THE HILLSIDE HIDEAWAY
Disappointed for brief a moment that I’d miss a hand’s on cooking experience with Hilton chef, I was suddenly salivating at the thought of getting behind the stove at Hilton Seychelles Northolme Resort & Spa. Cruising back to the mainland of Mahé, it wasn’t long before I was checked in, freshened up and plonking myself in a seat at Les Cocotiers. The hotel’s exec chef Kevin had prepared a preview of the soon-to-be updated menu, with a goat’s cheese parfait to start and a generous salmon portion with scallops and a succulent pea sauce. Retiring early to make the most of the following day, I was more than happy to tinker around in the King Hillside Villa – a lavish wooden lodge perched above the lapping waves of a secluded beach below – for a more private splash than the resort’s centrally located infinity pool. Decked out in dark woods, the cosy space features a Jacuzzi tub to soak in, large armchair to flop in, and a large viewing deck where you can nap, read, dine or just watch the world go by. With a view of the bay, you’ll soon be spotting the immense fruit bats zooming between trees, no doubt munching on the variety of sweet treats in the lush surrounds. James Bond author Ian Fleming is said to have spent time in this particular corner of Mahé, and the resort even had a dedicated Fleming-themed accommodation for some time. It’s easy to see why the writer tucked himself away in the Seychelles, with space to think and the apparent slowing of time to aid literary inspiration. If only time slowed even more at the eforea Spa, where an hour or more on the massage table, waves gently folding below the oceanfacing chalet, is a surefire way to unwind. I’d checked out from the 100+ Labriz jungle resort, filled with families, and checked in to a chic hillside hideout, with a little more than 50 villas, making this
the smallest Hilton “hotel” in the brand’s entire global family.
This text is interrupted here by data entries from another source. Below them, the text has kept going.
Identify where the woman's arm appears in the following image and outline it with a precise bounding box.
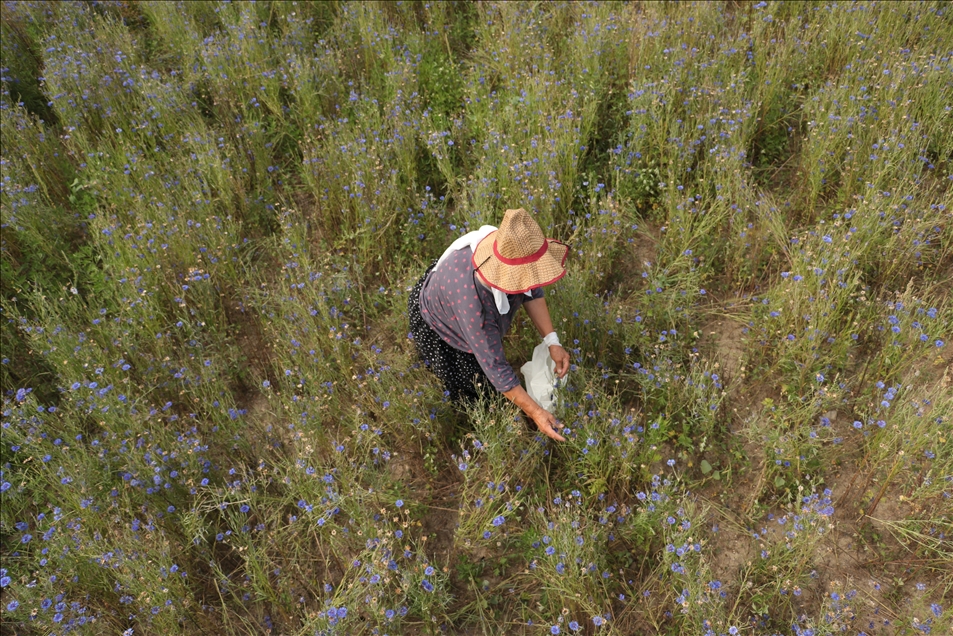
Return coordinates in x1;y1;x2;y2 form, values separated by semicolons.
503;384;566;442
523;298;569;378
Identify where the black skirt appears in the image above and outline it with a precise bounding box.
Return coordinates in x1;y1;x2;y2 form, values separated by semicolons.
407;259;493;403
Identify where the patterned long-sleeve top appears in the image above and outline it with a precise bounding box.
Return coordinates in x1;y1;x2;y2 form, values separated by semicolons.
420;247;544;392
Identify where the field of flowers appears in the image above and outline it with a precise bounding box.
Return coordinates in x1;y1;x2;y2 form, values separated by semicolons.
0;1;953;636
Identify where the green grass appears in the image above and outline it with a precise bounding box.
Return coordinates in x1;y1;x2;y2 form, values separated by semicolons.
0;1;953;636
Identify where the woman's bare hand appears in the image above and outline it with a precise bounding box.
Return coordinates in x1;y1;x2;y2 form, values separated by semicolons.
531;407;566;442
549;345;569;378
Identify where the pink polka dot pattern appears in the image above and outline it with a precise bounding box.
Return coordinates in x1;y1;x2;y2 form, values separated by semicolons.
415;247;543;392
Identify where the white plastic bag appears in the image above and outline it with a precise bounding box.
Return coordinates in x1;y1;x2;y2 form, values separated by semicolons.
520;342;569;411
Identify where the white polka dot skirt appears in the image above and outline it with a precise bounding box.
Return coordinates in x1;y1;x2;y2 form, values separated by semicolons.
407;259;492;403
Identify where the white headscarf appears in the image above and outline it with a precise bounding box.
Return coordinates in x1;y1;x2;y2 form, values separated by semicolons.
434;225;533;315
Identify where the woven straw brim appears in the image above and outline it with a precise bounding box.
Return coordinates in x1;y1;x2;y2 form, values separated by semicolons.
473;230;569;294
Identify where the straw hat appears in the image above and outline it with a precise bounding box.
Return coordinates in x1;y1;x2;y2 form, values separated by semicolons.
473;208;569;294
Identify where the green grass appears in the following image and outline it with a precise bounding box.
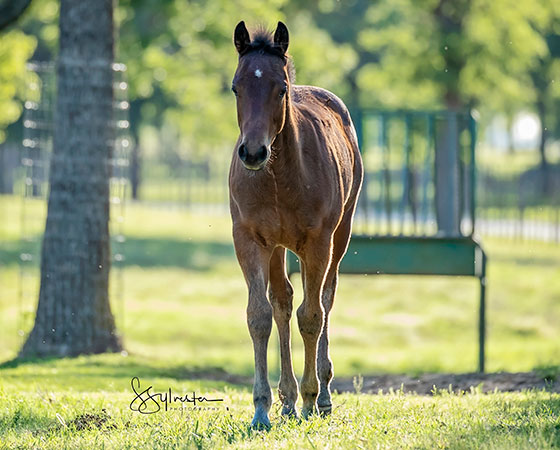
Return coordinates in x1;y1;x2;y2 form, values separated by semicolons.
0;198;560;376
0;197;560;449
0;364;560;449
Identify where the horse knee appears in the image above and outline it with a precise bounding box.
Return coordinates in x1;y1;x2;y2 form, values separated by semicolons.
297;303;323;337
247;302;272;339
268;280;294;320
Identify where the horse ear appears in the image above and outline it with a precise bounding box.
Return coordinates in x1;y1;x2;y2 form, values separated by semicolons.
274;22;290;53
233;21;251;55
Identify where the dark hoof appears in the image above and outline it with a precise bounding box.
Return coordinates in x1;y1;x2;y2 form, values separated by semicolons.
281;405;298;419
318;403;332;417
251;410;270;430
301;406;316;420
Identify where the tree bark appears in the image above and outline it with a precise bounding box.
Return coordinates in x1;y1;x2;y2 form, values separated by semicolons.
20;0;121;357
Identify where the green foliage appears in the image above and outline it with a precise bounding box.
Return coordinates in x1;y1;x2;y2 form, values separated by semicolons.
118;0;354;153
358;0;550;112
0;30;36;143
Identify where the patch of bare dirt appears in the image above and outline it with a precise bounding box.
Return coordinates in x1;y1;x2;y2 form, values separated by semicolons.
331;372;560;395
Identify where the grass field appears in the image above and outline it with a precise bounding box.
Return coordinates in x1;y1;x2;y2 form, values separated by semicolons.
0;197;560;449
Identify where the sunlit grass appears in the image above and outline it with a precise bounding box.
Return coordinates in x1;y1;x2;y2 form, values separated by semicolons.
0;195;560;376
0;197;560;450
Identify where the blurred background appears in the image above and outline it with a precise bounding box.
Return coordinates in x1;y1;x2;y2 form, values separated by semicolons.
0;0;560;375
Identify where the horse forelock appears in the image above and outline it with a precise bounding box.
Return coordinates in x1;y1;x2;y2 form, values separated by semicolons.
239;27;296;84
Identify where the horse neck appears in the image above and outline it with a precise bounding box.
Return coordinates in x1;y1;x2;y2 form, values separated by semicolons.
273;98;301;174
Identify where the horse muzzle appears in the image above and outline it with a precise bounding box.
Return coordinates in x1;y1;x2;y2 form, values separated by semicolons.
237;144;270;170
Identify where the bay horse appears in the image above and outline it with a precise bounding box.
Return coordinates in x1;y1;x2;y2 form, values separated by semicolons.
229;21;363;428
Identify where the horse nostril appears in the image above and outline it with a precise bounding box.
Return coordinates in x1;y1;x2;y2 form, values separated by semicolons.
238;144;249;162
255;145;267;162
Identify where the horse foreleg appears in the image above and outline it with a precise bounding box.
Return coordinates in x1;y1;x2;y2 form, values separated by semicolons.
317;213;353;415
234;230;272;428
297;239;331;418
269;247;298;416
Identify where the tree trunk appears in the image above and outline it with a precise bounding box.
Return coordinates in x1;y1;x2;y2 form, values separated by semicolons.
20;0;121;357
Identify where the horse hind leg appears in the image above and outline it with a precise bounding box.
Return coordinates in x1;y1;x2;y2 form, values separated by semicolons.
317;213;352;415
268;247;298;417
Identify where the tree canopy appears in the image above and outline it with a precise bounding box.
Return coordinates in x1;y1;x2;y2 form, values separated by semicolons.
0;0;560;153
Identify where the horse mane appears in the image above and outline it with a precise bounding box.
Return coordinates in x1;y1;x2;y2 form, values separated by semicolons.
241;26;296;84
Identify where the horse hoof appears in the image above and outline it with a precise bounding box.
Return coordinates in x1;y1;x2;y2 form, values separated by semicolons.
251;410;270;430
281;405;298;419
318;403;332;417
301;407;315;420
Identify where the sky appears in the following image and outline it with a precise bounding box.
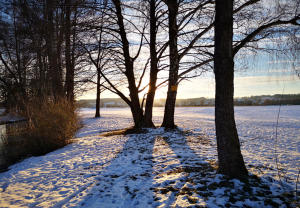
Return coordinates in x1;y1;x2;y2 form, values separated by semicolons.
79;54;300;99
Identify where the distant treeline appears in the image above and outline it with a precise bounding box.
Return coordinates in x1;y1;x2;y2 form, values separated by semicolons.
78;94;300;107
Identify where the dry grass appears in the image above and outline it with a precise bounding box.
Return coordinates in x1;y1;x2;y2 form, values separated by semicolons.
23;100;79;155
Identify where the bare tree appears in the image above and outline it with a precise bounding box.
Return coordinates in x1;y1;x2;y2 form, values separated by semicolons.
214;0;300;177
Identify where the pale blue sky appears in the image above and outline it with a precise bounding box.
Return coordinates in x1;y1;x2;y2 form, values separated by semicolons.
80;55;300;99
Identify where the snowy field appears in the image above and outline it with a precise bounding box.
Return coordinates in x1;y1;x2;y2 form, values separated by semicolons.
0;106;300;208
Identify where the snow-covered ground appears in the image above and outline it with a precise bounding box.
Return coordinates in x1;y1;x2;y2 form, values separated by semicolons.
0;106;300;207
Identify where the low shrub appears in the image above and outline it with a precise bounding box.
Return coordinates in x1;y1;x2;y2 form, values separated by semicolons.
23;99;79;155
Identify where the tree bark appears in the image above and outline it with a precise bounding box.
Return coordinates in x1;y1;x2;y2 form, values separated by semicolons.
113;0;145;128
145;0;158;128
214;0;248;177
161;0;179;128
65;0;74;102
46;0;63;99
95;69;101;118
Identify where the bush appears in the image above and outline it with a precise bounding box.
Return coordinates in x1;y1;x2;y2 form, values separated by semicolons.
24;100;79;155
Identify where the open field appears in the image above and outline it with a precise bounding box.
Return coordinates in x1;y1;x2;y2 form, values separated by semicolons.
0;106;300;207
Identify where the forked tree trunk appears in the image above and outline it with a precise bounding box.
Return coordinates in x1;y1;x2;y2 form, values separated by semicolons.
161;0;179;128
145;0;158;128
214;0;248;177
65;0;74;102
113;0;145;128
95;69;101;118
46;0;63;100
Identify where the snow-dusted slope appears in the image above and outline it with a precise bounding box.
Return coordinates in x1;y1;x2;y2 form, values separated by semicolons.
0;106;300;207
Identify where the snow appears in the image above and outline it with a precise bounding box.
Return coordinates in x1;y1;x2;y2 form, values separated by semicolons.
0;106;300;207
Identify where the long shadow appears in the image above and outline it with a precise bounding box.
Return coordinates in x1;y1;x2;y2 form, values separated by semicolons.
151;130;216;207
73;134;155;207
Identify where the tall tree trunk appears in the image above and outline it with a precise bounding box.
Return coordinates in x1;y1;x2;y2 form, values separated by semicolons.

The absence of “little ones” clearly creates a different atmosphere, with couples kicking back on the various verandas around the Ocean View Bar as the deep orange sun plunges behind the horizon. But my afternoon wasn’t entirely dedicated to contemplation – I had an appointment with Chef Kevin. Returning to the lofty Hilltop Restaurant, where I’d enjoyed an English breakfast and honey-laden waffles earlier in the morning, the team had prepped a colourful range of ingredients ahead of the afternoon cooking class. All I had to do was refresh my wine glass and say “yes, chef” when necessary. Kevin, a Northern Ireland native, got to grips with Creole cuisine during his four years on Mahé, overseeing teams of budding local chefs and fervently absorbing the culinary culture. After slicing and dicing my way to a homemade orange juice salsa, I was soon slurping on a hearty seafood soup and eventually searing some red snapper in a scorching hot pan – with a heap of butter and more than a splash of the white wine that was at hand. The cooking classes are popular, I’m told, and the classes are a fun and engaging break from the utter hardships of lounging around. Pocketing the recipes I’d just been walked through, I made a beeline for the beach for a round of paddle boarding. Getting the opposing view of the resort from the water, it’s easier to see how these spacious villas offer utmost privacy, especially the newer premium options with private pools – perfect for honeymooners who want to maximise their time indoors. Whichever resort is more to your fancy, their sibling properties certainly complement each other well, and many holidaymakers end up combining an experience at both the Labriz island escape and the elegant Northolme. Either way, despite the literary reference in this article’s headline, the Seychelles clearly doesn’t have so much in common with a Dickensian novel. Far from the bleak, inner-city themes of Victorian (or dare I say modern?) life, the vibrant and perma-sunshiny archipelago is pure escapism that transcends even the greatest work of fiction. It’s so tangible, effervescent and utterly vivid, you’ll be flicking through the pages in your memory banks for years to come.